According to Tamilnadu Spinning Mills Association (TASMA), over the past several months, bank interest rates have gradually risen from 7.75 per cent to 10.75 per cent, increasing the cost of yarn production by Rs 5 to Rs 6 per kg. The recent hike in Tamil Nadu electricity tariffs, current consumption charges, maximum demand charges, peak-hour charges and other indirect charges have added to the woes of the units, which are now seeking relief from the Central Government.
The industry body said that due to the sustained demand recession during the past three years, first due to the Covid pandemic and now due to the ongoing Russia-Ukraine war, though Indian units have all the capability to run their plants uninterrupted, they are unable to achieve full efficiency. Most units are working only at 25-30 per cent capacity levels. Due to this, companies are unable to repay their term loans in time and their working capital has also eroded.
“Hence, a general restructuring scheme may be announced with policy approval by the Reserve Bank of India, so that all banks take up restructuring of the accounts of the units immediately to prevent them from becoming NPAs. This is the need of the hour and must be taken up urgently,” said K Venkatachalam, chief advisor, TASMA.

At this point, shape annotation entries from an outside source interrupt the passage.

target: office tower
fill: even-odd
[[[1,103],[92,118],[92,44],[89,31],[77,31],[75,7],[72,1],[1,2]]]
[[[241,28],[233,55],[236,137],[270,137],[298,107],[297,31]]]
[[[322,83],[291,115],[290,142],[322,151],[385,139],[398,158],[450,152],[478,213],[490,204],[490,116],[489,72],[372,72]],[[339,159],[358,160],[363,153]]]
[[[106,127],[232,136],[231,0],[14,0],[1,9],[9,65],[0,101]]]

During Covid, the Government of India provided short-term loans under the Emergency Credit Line Guarantee Scheme (ECLGS) to revive the industry. Entrepreneurs who availed these loans have used them to tide over the crisis and to repay bank dues, electricity charges, labour wages, etc. Repayment of the ECLGS loans, which has started, has become an additional burden for spinning mills. This also raised the cost of production by Rs 5 per kg, TASMA said. The industry body wants a six-month holiday and a seven-year repayment period at a lower rate of interest.
The cost of production has increased due to a spike in the cost of machinery, spares and electrical items, migration of labour and other indirect costs. Other than ECLGS restructuring, other appeals to the government by the industry include immediate reduction in the interest rates charged by banks to the previous level of 7.75 per cent.
“Considering the slowdown in the spinning industry, we request the government to extend the term loan with a two-year moratorium and restructure the existing term loan as given in the past. The Centre can take appropriate measures to promote the export of yarn and fabrics and take steps to monitor and prevent their import,” it added.